Die politische Unterstützung und auch die Geschwindigkeit, mit der eine künftige Beteiligung der RWE im Rahmen einer möglichen Fusion der Energieversorgungen Beckum und Oelde unbefristet festgeschrieben werden soll, ist schlichtweg erschreckend. Bei allen Vorteilen einer Fusion dürfen wir die Nachteile, welche die Festschreibung der RWE-Beteiligung bringt, nicht aus den Augen verlieren.

Anders als vom Beckumer SPD-Fraktionsvorsitzenden Koch dargestellt, geht es dabei nicht um einen Kampf gegen RWE, sondern um die Interessen von Oelde und Beckum! Und die unterscheiden sich nun einmal von den Interessen des Energiekonzerns. Wenn wir die Wertschöpfung durch unsere Energieversorger in der Region halten wollen, ist eine unbefristet festgeschriebene Gewinnabschöpfung der RWE sicherlich nicht im Interesse unserer Kommunen. Die Millionen, die bei den Aktionären der RWE landen, fehlen letztendlich in den Haushalten von Oelde und Beckum. Und nicht nur die abfließenden Gelder, auch die machtpolitischen Interessen der RWE lassen sich nicht mit einer dringend notwendigen strategischen Neuaufstellung unserer Stadtwerke vereinbaren. Die Zukunft der Energiewirtschaft ist regional und dezentral, mit Netzen in Bürgerhand und Energieerzeugung vor Ort. Die Möglichkeiten dazu haben wir, wir sollten uns diese Chance nicht leichtfertig verbauen. Andere Kommunen, wie Lemgo oder Saerbeck, sind die beste Referenz für diese Alternative.

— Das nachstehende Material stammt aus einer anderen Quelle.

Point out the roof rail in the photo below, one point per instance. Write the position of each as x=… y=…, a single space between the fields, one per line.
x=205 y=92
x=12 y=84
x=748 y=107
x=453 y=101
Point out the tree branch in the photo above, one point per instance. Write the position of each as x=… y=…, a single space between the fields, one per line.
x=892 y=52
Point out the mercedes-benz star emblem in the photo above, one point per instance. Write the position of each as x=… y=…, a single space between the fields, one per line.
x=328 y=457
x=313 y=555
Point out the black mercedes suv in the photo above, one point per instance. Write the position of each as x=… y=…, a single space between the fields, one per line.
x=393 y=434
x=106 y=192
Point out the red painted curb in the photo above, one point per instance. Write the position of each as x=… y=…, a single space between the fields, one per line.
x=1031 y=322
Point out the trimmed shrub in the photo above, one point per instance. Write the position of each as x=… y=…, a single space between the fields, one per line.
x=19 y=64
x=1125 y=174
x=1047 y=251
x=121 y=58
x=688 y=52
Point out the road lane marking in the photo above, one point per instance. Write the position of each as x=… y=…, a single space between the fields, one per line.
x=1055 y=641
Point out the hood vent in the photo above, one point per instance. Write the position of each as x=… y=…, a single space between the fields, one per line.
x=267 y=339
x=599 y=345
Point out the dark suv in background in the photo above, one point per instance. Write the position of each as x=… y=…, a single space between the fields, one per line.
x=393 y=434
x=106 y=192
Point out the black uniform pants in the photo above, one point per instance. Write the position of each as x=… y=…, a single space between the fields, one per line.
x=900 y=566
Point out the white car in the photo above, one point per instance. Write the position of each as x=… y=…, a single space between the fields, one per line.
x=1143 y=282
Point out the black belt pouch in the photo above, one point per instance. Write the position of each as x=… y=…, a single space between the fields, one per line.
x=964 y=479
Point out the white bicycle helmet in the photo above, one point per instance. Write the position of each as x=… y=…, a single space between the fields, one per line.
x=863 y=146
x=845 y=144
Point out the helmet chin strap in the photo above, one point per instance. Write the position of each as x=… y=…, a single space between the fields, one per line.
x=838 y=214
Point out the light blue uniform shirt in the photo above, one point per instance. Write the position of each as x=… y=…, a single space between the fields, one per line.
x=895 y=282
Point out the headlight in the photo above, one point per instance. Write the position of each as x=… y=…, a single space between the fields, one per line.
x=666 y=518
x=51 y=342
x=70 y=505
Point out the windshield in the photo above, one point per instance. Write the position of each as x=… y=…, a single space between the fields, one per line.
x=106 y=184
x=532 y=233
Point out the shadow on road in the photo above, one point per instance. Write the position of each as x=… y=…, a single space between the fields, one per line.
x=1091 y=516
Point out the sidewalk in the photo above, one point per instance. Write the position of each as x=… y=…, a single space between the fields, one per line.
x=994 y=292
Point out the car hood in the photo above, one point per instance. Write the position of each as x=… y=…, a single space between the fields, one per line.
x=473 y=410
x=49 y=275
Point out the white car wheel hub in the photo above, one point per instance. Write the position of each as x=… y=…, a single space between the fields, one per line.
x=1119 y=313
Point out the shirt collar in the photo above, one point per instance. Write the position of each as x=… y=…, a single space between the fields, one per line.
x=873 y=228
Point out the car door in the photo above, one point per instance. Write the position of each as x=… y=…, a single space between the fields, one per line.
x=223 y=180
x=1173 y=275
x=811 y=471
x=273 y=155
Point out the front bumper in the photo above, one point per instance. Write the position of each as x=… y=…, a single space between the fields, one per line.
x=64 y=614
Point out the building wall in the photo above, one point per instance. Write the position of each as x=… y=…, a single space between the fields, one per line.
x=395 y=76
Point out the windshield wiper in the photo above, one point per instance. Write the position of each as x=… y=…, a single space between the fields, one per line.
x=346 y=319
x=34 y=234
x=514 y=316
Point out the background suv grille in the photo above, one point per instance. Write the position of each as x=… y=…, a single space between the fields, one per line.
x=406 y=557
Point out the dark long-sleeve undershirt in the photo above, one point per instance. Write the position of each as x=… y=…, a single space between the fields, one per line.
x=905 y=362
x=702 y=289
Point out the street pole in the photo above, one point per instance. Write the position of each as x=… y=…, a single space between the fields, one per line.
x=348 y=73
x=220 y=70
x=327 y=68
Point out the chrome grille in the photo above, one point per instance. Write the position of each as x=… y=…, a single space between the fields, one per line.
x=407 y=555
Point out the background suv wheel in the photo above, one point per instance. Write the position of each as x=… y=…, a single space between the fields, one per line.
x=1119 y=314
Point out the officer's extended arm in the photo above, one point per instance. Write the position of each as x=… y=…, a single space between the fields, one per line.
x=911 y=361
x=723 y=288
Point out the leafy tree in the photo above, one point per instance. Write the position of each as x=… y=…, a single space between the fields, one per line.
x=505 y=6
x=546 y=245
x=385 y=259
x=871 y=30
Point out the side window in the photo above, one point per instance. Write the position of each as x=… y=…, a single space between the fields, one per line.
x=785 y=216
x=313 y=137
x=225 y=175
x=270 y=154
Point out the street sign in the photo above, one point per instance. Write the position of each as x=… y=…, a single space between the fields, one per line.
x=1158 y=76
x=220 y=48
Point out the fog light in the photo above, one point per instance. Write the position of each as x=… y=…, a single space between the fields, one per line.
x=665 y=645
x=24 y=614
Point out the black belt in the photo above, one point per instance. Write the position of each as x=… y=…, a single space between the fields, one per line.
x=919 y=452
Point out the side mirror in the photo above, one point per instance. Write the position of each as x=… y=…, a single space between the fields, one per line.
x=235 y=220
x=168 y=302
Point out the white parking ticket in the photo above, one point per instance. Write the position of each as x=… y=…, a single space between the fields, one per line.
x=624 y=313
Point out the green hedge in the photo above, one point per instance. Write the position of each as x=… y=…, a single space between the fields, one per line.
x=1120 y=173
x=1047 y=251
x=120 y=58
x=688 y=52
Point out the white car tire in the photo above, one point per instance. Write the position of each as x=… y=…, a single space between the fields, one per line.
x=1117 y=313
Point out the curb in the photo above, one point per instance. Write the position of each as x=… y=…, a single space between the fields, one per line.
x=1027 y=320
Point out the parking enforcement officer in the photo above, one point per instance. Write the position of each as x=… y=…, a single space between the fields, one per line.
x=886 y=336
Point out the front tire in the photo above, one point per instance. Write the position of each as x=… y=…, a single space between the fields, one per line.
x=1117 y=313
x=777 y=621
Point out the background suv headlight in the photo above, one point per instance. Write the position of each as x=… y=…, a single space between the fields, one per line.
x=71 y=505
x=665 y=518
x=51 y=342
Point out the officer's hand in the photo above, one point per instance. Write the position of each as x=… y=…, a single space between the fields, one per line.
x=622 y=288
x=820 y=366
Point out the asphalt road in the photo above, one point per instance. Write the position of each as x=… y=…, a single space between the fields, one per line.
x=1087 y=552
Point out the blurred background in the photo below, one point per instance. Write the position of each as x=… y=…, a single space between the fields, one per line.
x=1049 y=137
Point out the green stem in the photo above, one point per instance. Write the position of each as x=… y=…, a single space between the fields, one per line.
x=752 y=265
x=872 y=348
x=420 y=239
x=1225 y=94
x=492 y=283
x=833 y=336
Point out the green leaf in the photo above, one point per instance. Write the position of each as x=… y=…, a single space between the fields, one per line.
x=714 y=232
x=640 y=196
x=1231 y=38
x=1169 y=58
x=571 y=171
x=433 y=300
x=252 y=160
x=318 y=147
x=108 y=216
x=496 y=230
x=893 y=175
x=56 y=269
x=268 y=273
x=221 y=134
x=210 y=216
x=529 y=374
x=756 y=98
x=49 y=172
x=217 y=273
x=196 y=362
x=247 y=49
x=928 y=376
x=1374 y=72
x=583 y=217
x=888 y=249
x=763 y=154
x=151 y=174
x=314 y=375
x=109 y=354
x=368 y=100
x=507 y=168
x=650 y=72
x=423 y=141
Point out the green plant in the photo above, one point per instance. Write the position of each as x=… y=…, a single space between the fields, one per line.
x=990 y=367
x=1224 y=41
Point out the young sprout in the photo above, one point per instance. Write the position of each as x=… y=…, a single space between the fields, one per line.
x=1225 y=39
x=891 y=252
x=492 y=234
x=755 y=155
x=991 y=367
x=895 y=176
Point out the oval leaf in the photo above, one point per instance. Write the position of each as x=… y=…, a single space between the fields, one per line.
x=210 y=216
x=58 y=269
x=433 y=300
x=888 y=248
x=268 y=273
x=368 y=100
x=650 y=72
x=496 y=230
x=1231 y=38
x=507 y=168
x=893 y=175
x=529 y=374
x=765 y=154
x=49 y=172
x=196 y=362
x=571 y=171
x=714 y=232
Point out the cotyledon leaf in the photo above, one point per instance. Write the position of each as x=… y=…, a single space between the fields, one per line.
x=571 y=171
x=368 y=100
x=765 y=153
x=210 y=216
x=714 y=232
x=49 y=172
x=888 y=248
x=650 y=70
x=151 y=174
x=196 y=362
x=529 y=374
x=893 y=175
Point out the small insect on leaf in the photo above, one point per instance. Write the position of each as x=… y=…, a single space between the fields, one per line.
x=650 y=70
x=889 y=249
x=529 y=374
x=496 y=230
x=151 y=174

Und auch die Aussage Kochs, die Fusion würde mit einem Höchstmaß an Transparenz vorangetrieben, geht weit an der Realität vorbei. Schließlich wurde die Fusion doch maßgeblich in den nichtöffentlichen Aufsichtsräten geplant. Erst am 25. September durfte man im Oelder Lokalteil lesen, was seit Jahresbeginn „im Hintergrund vorbereitet“ und den Stadträten nun vorstellt wurde. Nach ursprünglichem Plan sollte die endgültige Entscheidung bereits im November fallen. Transparenz sieht anders aus und für eine Beteiligung der Bürgerinnen und Bürger bleibt wenig Platz. Auch wurde die Möglichkeit der kompletten Rekommunalisierung der Stadtwerke nicht einmal geprüft. Dabei ist die Diskussion über die Zukunft unserer Energieversorgung doch eine der wichtigsten Diskussionen, die wir führen müssen.